Mobile ransomware is a type of malware that locks users out of their mobile devices in a pay-to-unlock-your-device ploy, it has grown by leaps and bounds as a threat category since 2014. Specific to mobile computing platforms, users are often less security-conscious, particularly as it pertains to scrutinizing applications and web links trusting the native protection capability of the mobile device operating system. Mobile ransomware poses a significant threat to businesses reliant on instant access and availability of their proprietary information and contacts. The likelihood of a traveling businessman paying a ransom to unlock their device is significantly higher since they are at a disadvantage given inconveniences such as timeliness and less likely direct access to IT staff. Recent ransomware attack has caused a stir in the world as the attack caused many of the internet connected devices to not work and companies spent a large amount to recover from these attacks.

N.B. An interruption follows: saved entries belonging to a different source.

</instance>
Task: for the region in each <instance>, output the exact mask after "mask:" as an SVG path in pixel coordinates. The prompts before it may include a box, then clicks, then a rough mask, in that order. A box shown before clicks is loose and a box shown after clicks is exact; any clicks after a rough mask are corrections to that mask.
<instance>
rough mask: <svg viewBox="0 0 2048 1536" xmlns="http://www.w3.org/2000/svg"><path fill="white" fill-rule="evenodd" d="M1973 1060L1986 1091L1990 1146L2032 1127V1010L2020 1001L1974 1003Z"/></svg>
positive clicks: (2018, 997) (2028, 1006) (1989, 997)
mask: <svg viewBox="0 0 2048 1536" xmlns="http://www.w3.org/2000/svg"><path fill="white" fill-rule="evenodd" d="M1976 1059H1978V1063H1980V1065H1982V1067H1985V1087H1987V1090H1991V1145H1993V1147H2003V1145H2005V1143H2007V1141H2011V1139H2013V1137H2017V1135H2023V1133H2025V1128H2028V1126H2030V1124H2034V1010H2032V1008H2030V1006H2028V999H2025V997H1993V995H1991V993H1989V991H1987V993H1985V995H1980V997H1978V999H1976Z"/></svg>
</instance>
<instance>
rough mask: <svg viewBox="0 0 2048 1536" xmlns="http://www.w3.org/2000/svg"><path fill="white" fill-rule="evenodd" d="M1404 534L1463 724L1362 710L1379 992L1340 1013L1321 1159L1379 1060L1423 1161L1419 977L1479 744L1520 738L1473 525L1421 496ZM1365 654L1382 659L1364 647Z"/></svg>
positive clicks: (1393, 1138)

- Flexispy is an application that can be considered as a trojan, based on Symbian. The program sends all information received and sent from the smartphone to a Flexispy server. It was originally created to protect children and spy on adulterous spouses.
Number of malware
Below is a diagram which loads the different behaviors of smartphone malware in terms of their effects on smartphones:
We can see from the graph that at least 50 malware varieties exhibit no negative behavior, except their ability to spread.
Portability of malware across platforms
There is a multitude of malware. This is partly due to the variety of operating systems on smartphones. However attackers can also choose to make their malware target multiple platforms, and malware can be found which attacks an OS but is able to spread to different systems.
To begin with, malware can use runtime environments like Java virtual machine or the .NET Framework. They can also use other libraries present in many operating systems. Other malware carry several executable files in order to run in multiple environments and they utilize these during the propagation process. In practice, this type of malware requires a connection between the two operating systems to use as an attack vector. Memory cards can be used for this purpose, or synchronization software can be used to propagate the virus.